Increased soil salinity is a growing challenge for crop production, which adversely affects crop yields in ~20 % of cultivable land worldwide. This problem is predicted to affect >40 % of agricultural lands in the coming decades and major threat to food security globally. The excess accumulation of soluble salts, especially sodium chloride (NaCl), in the roots severely impedes plant growth, reducing crop productivity. Previous efforts to identify solutions for mitigating salinity stress have focused primarily on cations such as sodium (Na+) and its transport. It is important to explore the effects of counter-anions such as chloride (Cl-) on root growth and understand the uptake and transport of Cl- in plants. This knowledge could be used to improve salinity tolerance in crops in the future. 

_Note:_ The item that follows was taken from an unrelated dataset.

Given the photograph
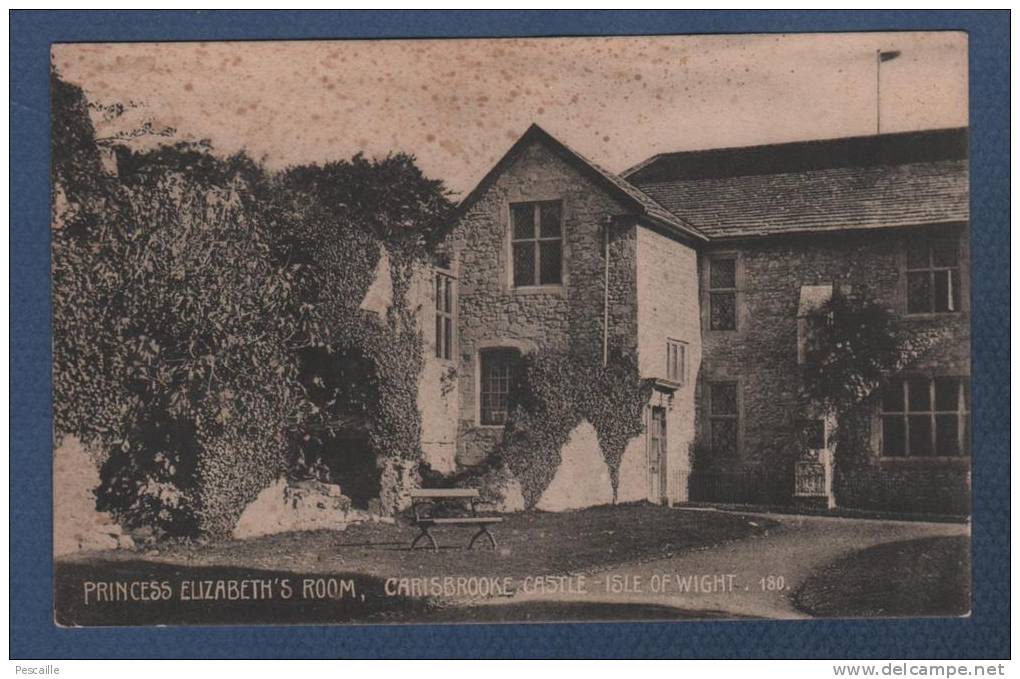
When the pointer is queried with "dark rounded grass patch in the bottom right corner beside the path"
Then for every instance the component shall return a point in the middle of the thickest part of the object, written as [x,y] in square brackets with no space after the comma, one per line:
[923,578]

Our study shows how Arabidopsis chloride channel, AtCLCf plays an important role in salt tolerance. Our findings show that WRKY9 transcription factor regulates the expression of AtCLCf under salt stressed conditions and the increased intracellular NaCl levels induce the translocation of AtCLCf from the Golgi apparatus to the plasma membrane via trans-Golgi network using an AtRABA1b (BEX5)-mediated pathway. The electrophysiological studies (patch clamp) with Human Embryonic Kidney 293 (HEK293FT) cells show that AtCLCf functions in efflux of Cl- from the cells. The subcellular translocation of this CLC in the root cortex tissue and epidermis represents an essential salt tolerance mechanism in Arabidopsis. 

Biography:

Dr. Sivamathini Rajappa is a Postdoctoral Research Fellow at the National University of Singapore (NUS), working at the interface of plant biology and nanotechnology under the supervision of Prof. Tedrick Thomas Salim Lew. Her research focuses on developing biomimetic nanotechnology approaches to improve plant resilience to environmental stresses, particularly salinity, and to design nanoparticle-based delivery systems for plant biotechnology and biosensing applications. She obtained her Ph.D. in Biological Sciences (Plant Biology) from NUS, where her research on molecular characterization of ion transporters involved in plant salt tolerance earned her the Gold Medal for the Best PhD Thesis awarded by the International Society of Plant Molecular Biology. She previously worked as a Postdoctoral Research Fellow at Seoul National University, South Korea, studying molecular mechanisms regulating xylem development in Arabidopsis. Her research integrates molecular biology, plant physiology, abiotic stress and nanotechnology, and she has published in leading journals including two papers in Nature Communications, as well as Nanoscale, Frontiers in Plant Science, and Plant Cell Reports. She is also actively involved in mentoring students and contributing to interdisciplinary research aimed at advancing sustainable agriculture.